Moreover, in the last few years, we have seen a wave of films and television programmes based on ‘classic’ stories and ideas. The popularization of widely acclaimed novels, such as Tolkien’s ‘Lord of the Rings’ series in the form of the Peter Jackson films, for example, shows that much lauded tales from decades past are not entirely lost on the young, and that, despite the fact that they have been dressed up in modern soundtracks and special effects, the old, epic themes of valour and brotherhood are still present and respected in the entertainment industries of today. Besides stories, ancient philosophy has also been brought out in modern guise, with the famous ‘Matrix’ trilogy being an example of how ancient Hindu philosophy was woven into a popular action film. Such repackaging of long-valued ideas and traditions in modern theatre must surely hint that today’s supposedly superficial images and sounds could hold quite the same amount of wisdom and insight as older forms of entertainment did.

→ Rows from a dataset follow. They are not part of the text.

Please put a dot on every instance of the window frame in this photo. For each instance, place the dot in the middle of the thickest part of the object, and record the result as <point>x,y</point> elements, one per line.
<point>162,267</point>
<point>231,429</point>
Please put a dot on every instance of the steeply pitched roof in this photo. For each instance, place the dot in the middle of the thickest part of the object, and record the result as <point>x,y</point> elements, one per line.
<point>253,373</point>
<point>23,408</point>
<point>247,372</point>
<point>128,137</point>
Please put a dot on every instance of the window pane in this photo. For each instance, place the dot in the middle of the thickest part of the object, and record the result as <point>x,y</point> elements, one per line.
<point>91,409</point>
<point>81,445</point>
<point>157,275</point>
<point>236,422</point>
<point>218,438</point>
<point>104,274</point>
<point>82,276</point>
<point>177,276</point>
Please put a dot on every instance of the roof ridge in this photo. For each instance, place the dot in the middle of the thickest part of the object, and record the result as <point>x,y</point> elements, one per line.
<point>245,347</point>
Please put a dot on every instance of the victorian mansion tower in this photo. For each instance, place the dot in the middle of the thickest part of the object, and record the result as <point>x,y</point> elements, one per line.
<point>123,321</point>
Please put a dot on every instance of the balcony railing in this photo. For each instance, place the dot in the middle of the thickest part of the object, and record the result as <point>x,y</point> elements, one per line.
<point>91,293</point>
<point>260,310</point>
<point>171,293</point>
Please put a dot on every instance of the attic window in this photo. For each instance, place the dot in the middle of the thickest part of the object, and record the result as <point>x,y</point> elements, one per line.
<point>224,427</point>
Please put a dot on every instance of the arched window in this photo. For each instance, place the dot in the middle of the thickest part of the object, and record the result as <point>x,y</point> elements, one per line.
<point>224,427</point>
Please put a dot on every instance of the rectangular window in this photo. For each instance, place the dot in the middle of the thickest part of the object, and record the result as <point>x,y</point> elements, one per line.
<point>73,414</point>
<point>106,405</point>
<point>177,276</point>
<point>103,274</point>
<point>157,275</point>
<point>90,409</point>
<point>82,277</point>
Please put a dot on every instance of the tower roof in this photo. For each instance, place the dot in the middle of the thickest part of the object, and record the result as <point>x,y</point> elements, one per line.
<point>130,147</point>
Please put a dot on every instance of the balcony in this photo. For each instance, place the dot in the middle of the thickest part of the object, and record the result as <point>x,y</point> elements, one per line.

In addition, we must also question whether or not pop culture itself is all that popular. The 21st century has brought with it such a diverse array of thinking, culture and belief that deviation from the popular is, ironically, becoming increasingly mainstream. ‘Indie’ music and films, so named for their supposedly more individualistic flavour, as opposed to the generic formulae of Hollywood and the Big Five record companies, are becoming widespread, catering to ever-widening niche markets of those who want a more varied diet. Ethnic artists, like Bjork and Clannad, previously shunned by the young as unexciting, have made great headway in sharing their cultures with the Western world, providing youths with uplifting and refreshing musical styles and perspectives. Foreign and arthouse films are increasingly being recognized at trendy film awards festivals, reflecting the shift in the taste of the young generation away from the candy floss of Hollywood and towards the rich, flavourful insights of French, Polish and African filmmakers. The spread of such films and music, which has undoubtedly been aided by the rise of the Internet and massive worldwide file-sharing networks that give technology-savvy teens greater access to such less commonly broadcast media. The open acceptance of such films and music is evidence that not all youths are caught up in the fleshy, flashy thrall of frivolous or ‘bubblegum’ pop. In fact, an increasing number are learning to appreciate and savour more creative, unorthodox, and certainly more mentally and emotionally stimulating forms of entertainment and expression.
Nonetheless, it must be acknowledged that the majority of young people today are probably still suffering from the mental and moral obesity that can be blamed on a constant diet of the media equivalent of MacDonald’s. However, with a little discernment and discretion, it is easy to sift the good from the bad in popular culture, or even to sample other less mainstream forms of entertainment. Thus, whether the youth of today are suffering from meaningless media or enjoying the full spectrum of culture and entertainment that our wonderfully diverse society has to offer depends largely on what they themselves make of that choice.